'Do We Have a Voice?': Olympic, NCAA Champions Demand NCAA Do More to Protect Women's Sports

A group of Olympic and NCAA champions joined together to release a letter demanding action to protect women’s sports in the wake of the major victories of transgender University of Pennsylvania swimmer Lia Thomas.

Nearly 40 retired swimmers, including several Olympians, former NCAA champions, and even a USA Swimming team director, and others all raising serious questions about the NCAA’s rules governing transgender athletes, according to MSN.com.

“It’s hard to express the anguish the women’s swim community has experienced this past week watching the 2022 NCAA Swim & Dive Championships,” the letter states.

Former NCAA champion Marshi Smith told Fox News that the group decided to speak out now because “individually we felt like we didn’t have a voice. We weren’t being asked our opinions or possible solutions to what was going on.”

“We are asking the NCAA: Do we have a voice?” Smith added.

“Since the adoption of Title nine, young mothers like myself…and most of the women from the University of Arizona on our list have small children, for the first time ever we feel like our daughters may not have the same opportunities for success that we did,” Smith said. “It’s something that has motivated us to speak out publicly.”

Smith won the NCAA 100-meter backstroke championship in 2005 while going to the University of Arizona on a full athletic scholarship.

The NCAA has not replied to the recent open letter, but Smith did receive a response from NCAA President Mark Emmert to a letter she wrote on her own.

In his response, Emmert insisted that the organization is following the science.

Emmert insisted that “the Board of Governors firmly and unequivocally supports the opportunity for transgender student-athletes to compete in college sports.”

University of Pennsylvania swimmer Lia Thomas walks after receiving her medal for winning the 200 yard freestyle during the 2022 Ivy League Women's...

Transgender swimmer Lia Thomas (Kathryn Riley/Getty Images)

The president went on, to say, “the NCAA’s current policy is anchored in the evolving science on this issue and in the sport-specific policies of the U.S. Olympic and Paralympic Committee’s national governing bodies.”
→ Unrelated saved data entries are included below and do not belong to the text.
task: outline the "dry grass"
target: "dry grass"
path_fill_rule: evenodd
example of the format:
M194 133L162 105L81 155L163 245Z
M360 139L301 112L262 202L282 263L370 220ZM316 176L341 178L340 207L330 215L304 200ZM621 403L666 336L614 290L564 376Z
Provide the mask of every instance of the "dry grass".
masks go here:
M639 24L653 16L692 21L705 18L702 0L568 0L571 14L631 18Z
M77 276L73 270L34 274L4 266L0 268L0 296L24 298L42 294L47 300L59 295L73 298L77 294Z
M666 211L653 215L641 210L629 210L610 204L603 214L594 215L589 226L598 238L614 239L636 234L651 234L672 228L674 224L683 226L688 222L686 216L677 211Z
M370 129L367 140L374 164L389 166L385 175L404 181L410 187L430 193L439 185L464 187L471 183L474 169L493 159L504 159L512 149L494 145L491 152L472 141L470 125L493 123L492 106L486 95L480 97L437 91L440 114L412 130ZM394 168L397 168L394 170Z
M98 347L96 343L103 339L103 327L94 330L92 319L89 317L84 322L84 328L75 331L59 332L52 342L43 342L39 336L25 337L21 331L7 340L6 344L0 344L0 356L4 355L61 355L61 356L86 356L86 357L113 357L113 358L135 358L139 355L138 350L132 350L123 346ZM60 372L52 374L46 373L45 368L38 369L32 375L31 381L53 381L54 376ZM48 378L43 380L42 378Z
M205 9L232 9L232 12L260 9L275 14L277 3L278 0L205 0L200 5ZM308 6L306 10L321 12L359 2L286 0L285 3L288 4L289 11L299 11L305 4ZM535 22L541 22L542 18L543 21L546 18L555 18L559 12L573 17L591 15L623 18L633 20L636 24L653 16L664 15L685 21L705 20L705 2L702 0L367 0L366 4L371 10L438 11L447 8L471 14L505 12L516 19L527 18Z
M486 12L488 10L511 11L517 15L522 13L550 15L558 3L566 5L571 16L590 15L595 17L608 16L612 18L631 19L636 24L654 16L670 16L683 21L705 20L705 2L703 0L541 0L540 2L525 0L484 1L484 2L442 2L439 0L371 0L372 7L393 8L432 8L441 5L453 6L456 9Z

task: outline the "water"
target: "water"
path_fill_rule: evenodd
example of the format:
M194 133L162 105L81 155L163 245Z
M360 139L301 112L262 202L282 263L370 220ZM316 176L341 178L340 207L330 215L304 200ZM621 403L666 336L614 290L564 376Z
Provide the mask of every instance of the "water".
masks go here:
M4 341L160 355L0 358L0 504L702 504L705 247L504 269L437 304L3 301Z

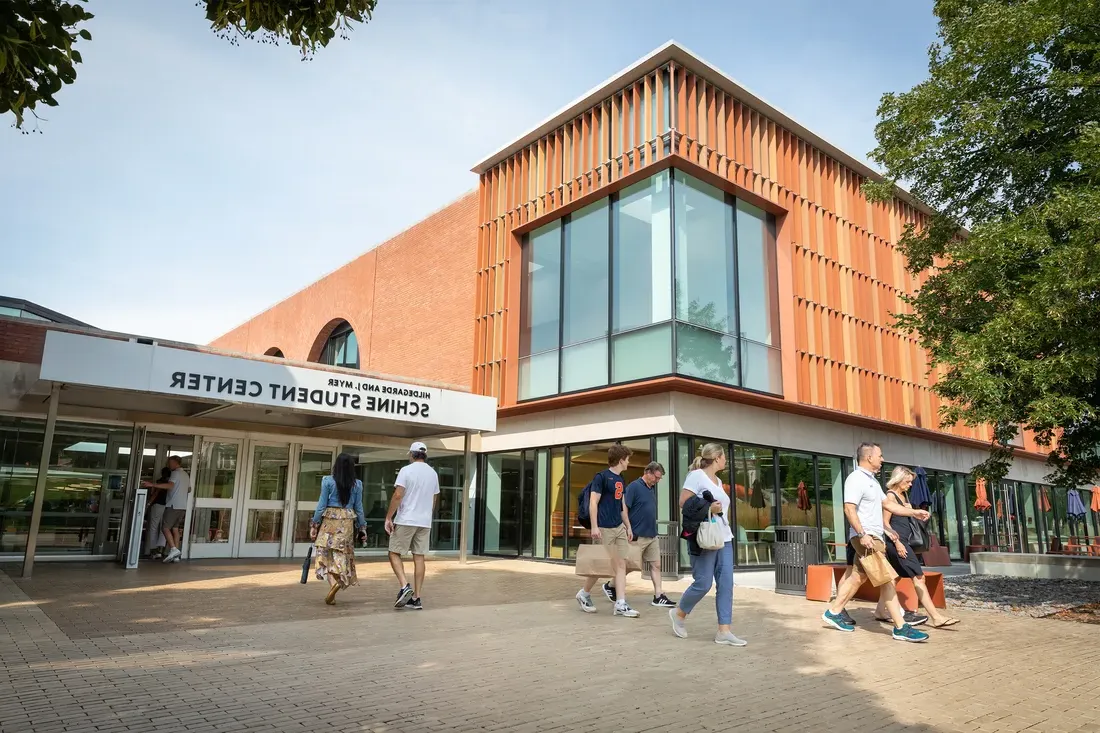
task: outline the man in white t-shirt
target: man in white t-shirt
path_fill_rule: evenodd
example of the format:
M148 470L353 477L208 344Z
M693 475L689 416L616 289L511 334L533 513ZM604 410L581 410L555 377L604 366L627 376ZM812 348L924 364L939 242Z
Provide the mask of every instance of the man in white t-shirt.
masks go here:
M401 469L394 482L393 498L386 512L386 534L390 536L390 567L401 584L394 608L417 611L424 606L420 591L424 587L424 556L432 533L436 497L439 496L439 476L427 464L428 447L416 442L409 447L409 465ZM412 551L414 585L405 577L402 555Z
M848 552L851 558L851 572L846 574L836 589L836 598L831 606L821 614L821 620L838 631L854 631L855 625L843 615L844 606L859 592L860 586L867 581L867 571L863 562L878 553L885 561L886 533L882 516L882 502L886 495L882 492L875 474L882 470L882 448L878 443L861 443L856 450L856 470L844 480L844 516L850 527L848 531ZM928 634L918 631L905 622L901 604L898 602L894 581L879 586L879 593L886 603L886 609L893 619L893 638L898 641L922 642L928 640Z
M161 531L164 533L164 543L168 546L168 554L164 556L164 562L179 562L182 553L180 545L183 541L183 520L187 517L187 502L191 497L191 477L183 470L183 464L179 456L168 457L168 468L172 475L168 481L162 484L154 484L150 481L142 481L141 485L147 489L165 489L168 499L164 505L164 518L161 520Z

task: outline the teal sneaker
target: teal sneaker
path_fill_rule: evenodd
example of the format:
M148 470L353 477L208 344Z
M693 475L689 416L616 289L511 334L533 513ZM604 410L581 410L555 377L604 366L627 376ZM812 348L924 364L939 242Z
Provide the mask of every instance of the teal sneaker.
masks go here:
M928 634L923 631L917 631L909 624L905 624L900 629L894 629L892 634L897 641L911 641L914 644L919 644L922 641L928 641Z
M825 609L825 613L821 614L821 620L832 626L837 631L855 631L855 624L848 623L844 619L843 613L832 613L829 609Z

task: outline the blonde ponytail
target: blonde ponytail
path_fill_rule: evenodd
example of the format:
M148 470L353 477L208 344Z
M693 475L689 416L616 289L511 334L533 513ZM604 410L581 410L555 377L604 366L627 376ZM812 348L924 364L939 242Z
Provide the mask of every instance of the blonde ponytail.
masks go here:
M707 443L699 451L699 455L691 462L691 470L706 469L722 456L726 455L726 448L721 443Z

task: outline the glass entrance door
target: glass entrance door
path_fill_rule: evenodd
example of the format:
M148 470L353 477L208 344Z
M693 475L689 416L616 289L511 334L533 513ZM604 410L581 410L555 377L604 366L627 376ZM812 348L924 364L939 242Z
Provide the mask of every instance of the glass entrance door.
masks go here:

Smith, though, discounted the NCAA’s claims of following the science, and said that she does not believe that “a biological man competing in female sports is fair.”

The former NCAA champ added that the women that signed on to her letter represent excellence and experience that the NCAA must heed.

“The experience and wisdom of these women is really unmatched,” she said. “We have determined that the best course of action right now would be to err on the side of fairness across the board and that means that women are not asked to forfeit our titles, records, scholarships at this point.”